君の手、僕の手
『なまえ、今浜辺で流れ星が沢山見えるんだって!見に行こうよ!』
『うん!』
―そういえばあの時、僕は流れ星に何を願ったんだろう…?
「…なまえ」
スガタはさっきまでなまえと繋いでいた自分の手を見つめる。
あんな風に手を繋いだのはいつぶりだったか…。
ふと脳裏を掠めたのは、まだ小学校低学年の時の、夜の浜辺に流れ星を見に行った時の記憶だ。
あれからだいぶ経って、同じくらいだった手の大きさも、自分の方が大きくなり、同じ色白の手は、同じ様に稽古をしていても自分よりも柔らかい。
「なまえ…」
スガタはもう1度ポツリと呟く。
―幼い頃、誰よりも近いと思っていた距離は、いつの間にか、誰よりも遠ざかってしまった様な気がする…。
スガタはふっ、と自嘲気味に小さく笑う。
『誰ともホントの繋がりが無い私はっ、世界で1人なんだよ…っ』
『私の世界は、何処にあるのっ…』
「…」
なまえを自分の側に繋ぎ止めておく事は差して難しい事じゃない。
ただ一言、自分だけはこの世界でなまえと繋がってるのだと、そう言えば良かった。
それが出来なかったのはあの頃の自分の弱さで、未だにそうする事が出来ないのは今の自分の弱さだ。

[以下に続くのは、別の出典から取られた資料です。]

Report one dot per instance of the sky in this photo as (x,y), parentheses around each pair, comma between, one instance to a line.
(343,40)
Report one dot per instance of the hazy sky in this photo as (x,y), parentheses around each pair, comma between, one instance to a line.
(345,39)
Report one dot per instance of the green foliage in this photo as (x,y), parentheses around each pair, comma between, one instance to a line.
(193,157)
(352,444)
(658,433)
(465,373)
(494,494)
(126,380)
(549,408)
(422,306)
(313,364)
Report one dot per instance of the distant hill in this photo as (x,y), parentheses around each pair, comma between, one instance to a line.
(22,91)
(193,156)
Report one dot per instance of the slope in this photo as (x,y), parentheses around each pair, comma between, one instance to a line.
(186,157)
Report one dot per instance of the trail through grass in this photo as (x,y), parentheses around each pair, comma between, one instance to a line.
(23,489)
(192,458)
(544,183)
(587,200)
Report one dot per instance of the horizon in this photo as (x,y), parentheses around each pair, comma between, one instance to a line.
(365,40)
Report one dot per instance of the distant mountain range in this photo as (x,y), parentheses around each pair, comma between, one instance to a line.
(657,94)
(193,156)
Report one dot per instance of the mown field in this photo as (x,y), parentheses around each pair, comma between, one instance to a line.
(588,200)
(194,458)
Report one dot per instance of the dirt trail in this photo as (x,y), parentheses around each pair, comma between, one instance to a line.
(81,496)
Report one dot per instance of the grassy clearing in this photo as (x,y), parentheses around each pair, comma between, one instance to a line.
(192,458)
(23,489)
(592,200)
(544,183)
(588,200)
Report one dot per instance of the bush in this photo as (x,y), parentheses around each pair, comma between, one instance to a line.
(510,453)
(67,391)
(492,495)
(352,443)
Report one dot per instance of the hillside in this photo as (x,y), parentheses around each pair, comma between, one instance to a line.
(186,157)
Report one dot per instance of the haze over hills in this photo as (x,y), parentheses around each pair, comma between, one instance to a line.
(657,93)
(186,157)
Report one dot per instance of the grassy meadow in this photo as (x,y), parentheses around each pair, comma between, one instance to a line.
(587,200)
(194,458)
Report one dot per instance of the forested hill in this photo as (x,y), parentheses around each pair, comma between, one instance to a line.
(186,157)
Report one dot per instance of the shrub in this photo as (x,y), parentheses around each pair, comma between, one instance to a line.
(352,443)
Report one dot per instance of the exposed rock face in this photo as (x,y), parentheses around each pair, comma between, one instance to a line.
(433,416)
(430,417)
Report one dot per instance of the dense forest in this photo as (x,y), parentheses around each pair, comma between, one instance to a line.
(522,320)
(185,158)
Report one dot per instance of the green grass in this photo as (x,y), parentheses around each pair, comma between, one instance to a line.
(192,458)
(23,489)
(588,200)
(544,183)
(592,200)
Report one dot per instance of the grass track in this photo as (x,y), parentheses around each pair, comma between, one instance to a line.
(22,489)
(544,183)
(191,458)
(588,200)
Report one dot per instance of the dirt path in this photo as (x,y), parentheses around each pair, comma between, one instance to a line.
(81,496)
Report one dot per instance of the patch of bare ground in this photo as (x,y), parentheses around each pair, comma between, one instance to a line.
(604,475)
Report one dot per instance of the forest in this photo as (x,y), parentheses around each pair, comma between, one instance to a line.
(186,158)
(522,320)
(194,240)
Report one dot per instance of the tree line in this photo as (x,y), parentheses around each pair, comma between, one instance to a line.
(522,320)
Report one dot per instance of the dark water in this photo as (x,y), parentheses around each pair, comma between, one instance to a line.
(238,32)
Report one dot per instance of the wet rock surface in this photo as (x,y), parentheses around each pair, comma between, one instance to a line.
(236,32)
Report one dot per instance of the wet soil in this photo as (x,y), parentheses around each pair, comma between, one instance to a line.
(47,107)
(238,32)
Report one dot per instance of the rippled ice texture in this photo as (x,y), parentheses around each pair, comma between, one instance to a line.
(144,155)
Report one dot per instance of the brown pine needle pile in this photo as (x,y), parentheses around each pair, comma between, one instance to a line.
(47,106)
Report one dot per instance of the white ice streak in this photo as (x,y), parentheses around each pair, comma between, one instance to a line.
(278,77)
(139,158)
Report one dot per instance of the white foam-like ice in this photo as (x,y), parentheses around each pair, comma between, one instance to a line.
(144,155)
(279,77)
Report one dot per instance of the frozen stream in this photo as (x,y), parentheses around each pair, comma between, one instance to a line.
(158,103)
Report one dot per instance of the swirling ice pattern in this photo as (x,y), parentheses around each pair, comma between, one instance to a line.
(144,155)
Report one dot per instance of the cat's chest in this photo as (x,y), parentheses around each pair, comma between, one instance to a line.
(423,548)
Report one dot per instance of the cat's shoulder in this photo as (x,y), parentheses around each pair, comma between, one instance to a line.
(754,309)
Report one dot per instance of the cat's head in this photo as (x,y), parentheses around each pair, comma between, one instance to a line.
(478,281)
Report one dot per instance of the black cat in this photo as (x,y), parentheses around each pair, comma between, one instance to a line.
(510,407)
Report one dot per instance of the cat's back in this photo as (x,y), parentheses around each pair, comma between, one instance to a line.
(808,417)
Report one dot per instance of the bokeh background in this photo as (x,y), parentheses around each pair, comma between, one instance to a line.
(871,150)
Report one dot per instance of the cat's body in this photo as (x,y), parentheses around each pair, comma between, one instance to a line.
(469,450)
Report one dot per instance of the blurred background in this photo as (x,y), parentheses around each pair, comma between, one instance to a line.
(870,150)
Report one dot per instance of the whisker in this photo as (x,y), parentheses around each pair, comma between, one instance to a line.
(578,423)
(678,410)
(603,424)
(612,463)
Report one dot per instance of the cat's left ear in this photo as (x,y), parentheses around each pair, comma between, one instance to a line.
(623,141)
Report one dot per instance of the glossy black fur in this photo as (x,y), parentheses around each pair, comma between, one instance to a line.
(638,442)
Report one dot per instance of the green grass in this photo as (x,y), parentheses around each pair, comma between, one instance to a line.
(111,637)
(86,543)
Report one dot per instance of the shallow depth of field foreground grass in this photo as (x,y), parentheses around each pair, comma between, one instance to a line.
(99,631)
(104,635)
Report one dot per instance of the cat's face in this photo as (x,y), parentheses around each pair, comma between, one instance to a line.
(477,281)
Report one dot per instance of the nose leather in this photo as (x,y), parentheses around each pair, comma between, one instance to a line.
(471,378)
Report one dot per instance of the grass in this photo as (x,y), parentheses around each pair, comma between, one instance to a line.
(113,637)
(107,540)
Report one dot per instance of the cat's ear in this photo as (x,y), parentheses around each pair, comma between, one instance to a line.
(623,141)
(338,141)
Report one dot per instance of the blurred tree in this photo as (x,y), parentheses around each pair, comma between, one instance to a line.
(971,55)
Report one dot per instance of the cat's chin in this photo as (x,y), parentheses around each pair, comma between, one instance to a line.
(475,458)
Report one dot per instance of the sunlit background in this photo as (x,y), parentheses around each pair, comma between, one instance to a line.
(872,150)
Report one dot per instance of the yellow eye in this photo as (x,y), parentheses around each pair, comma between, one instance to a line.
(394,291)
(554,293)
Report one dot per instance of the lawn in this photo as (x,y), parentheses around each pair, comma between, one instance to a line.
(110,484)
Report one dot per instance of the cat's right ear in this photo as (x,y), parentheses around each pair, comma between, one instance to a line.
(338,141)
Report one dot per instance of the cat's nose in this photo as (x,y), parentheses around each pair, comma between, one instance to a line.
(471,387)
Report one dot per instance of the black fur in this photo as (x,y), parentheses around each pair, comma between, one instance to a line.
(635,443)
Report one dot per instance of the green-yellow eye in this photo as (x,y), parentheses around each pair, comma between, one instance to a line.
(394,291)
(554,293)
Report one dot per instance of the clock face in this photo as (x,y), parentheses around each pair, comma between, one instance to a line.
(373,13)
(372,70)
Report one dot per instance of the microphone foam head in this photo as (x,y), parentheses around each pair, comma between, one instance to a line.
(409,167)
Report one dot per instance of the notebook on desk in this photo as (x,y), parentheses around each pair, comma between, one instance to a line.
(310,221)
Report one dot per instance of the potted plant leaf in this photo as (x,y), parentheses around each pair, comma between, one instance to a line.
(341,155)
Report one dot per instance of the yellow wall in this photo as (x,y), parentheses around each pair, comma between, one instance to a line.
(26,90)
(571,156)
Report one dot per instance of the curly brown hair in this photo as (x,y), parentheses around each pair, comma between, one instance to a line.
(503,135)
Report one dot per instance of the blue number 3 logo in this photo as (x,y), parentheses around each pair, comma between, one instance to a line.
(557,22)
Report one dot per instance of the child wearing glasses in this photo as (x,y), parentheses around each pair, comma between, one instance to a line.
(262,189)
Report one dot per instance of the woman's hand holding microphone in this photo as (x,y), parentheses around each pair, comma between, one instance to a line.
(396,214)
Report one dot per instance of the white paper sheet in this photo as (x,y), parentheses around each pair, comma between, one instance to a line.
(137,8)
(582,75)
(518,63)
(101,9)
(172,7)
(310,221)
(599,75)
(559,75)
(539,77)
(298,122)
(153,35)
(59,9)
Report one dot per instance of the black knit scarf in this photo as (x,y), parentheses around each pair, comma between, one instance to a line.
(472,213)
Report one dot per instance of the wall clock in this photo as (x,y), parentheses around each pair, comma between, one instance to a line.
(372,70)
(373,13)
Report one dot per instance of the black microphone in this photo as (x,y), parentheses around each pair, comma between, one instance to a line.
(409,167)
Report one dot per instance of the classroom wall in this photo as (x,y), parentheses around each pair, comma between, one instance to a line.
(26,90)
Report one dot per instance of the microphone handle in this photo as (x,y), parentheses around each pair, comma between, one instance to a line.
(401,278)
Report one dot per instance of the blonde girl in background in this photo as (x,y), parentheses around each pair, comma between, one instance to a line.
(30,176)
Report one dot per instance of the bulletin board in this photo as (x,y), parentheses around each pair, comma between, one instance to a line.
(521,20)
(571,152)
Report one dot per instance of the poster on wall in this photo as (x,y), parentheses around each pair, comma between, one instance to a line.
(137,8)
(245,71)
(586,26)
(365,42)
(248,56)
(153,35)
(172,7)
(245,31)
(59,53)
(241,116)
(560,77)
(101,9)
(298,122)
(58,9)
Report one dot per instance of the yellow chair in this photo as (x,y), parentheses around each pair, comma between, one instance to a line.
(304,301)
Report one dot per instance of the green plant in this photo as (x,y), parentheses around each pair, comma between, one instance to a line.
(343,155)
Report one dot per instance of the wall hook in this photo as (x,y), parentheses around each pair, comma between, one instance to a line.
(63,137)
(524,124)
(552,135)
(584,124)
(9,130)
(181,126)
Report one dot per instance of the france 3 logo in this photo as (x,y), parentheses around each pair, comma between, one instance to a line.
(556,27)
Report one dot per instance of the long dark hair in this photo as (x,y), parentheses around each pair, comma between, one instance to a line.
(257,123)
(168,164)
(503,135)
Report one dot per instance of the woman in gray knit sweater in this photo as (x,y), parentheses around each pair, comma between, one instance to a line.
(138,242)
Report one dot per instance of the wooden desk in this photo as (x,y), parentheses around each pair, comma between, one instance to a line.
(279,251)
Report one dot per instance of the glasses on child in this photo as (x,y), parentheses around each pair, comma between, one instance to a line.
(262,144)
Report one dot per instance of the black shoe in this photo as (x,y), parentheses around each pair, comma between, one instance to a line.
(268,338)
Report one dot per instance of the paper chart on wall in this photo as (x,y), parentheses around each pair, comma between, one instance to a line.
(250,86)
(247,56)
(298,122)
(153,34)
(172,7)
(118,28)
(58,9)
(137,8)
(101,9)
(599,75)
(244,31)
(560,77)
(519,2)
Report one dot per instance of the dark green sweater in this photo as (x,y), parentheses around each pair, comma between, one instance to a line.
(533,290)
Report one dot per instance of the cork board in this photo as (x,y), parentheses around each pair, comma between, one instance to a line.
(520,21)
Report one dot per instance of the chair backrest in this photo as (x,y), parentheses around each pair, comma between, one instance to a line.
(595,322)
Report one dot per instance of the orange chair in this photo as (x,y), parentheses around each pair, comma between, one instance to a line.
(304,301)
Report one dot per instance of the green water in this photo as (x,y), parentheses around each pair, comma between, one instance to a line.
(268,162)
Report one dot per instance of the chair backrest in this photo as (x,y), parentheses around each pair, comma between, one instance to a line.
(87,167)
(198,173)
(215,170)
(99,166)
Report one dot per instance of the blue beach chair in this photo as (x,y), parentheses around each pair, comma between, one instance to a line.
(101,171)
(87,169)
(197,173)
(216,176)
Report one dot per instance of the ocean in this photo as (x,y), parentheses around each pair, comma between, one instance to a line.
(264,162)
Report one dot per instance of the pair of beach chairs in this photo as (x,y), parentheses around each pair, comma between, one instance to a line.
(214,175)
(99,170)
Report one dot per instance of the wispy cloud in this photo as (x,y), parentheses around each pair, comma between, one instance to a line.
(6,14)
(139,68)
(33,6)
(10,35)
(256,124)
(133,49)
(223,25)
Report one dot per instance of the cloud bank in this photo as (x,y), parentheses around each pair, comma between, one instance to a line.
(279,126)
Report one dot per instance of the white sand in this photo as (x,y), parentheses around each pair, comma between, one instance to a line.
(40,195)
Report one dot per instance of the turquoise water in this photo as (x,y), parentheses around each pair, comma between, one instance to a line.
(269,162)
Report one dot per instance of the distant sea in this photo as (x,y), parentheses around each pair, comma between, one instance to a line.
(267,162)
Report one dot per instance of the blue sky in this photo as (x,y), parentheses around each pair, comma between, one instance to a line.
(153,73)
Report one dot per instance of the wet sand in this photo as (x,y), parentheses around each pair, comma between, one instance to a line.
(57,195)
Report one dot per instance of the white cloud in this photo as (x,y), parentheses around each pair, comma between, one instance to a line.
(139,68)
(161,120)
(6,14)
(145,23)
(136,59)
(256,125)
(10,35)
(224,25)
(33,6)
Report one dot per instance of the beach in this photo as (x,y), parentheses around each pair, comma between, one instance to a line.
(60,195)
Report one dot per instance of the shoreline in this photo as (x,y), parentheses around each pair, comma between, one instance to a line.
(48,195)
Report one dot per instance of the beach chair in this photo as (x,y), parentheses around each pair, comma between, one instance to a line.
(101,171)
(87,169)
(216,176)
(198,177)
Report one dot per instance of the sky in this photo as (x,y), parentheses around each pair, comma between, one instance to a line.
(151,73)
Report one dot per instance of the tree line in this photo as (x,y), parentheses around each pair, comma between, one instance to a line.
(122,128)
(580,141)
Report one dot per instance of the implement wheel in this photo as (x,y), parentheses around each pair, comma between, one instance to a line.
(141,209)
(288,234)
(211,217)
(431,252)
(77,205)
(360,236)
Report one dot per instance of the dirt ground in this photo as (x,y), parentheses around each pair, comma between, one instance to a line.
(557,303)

自分の運命すら受け入れる勇気の無い自分に、なまえの運命まで一緒に背負う勇気は無かった…。
『大好きだよ…スガタ』
スガタはゆっくりと目を閉じる。
―その一言を聞けただけで十分だ。
なまえがマイアンのドライバ-であろうと、自分が歩む道は変わらないとわかったのだから。
「…なまえ。君やワコの生きる世界は、僕が守る…」
―それが、僕に出来る唯一の事だと信じて…。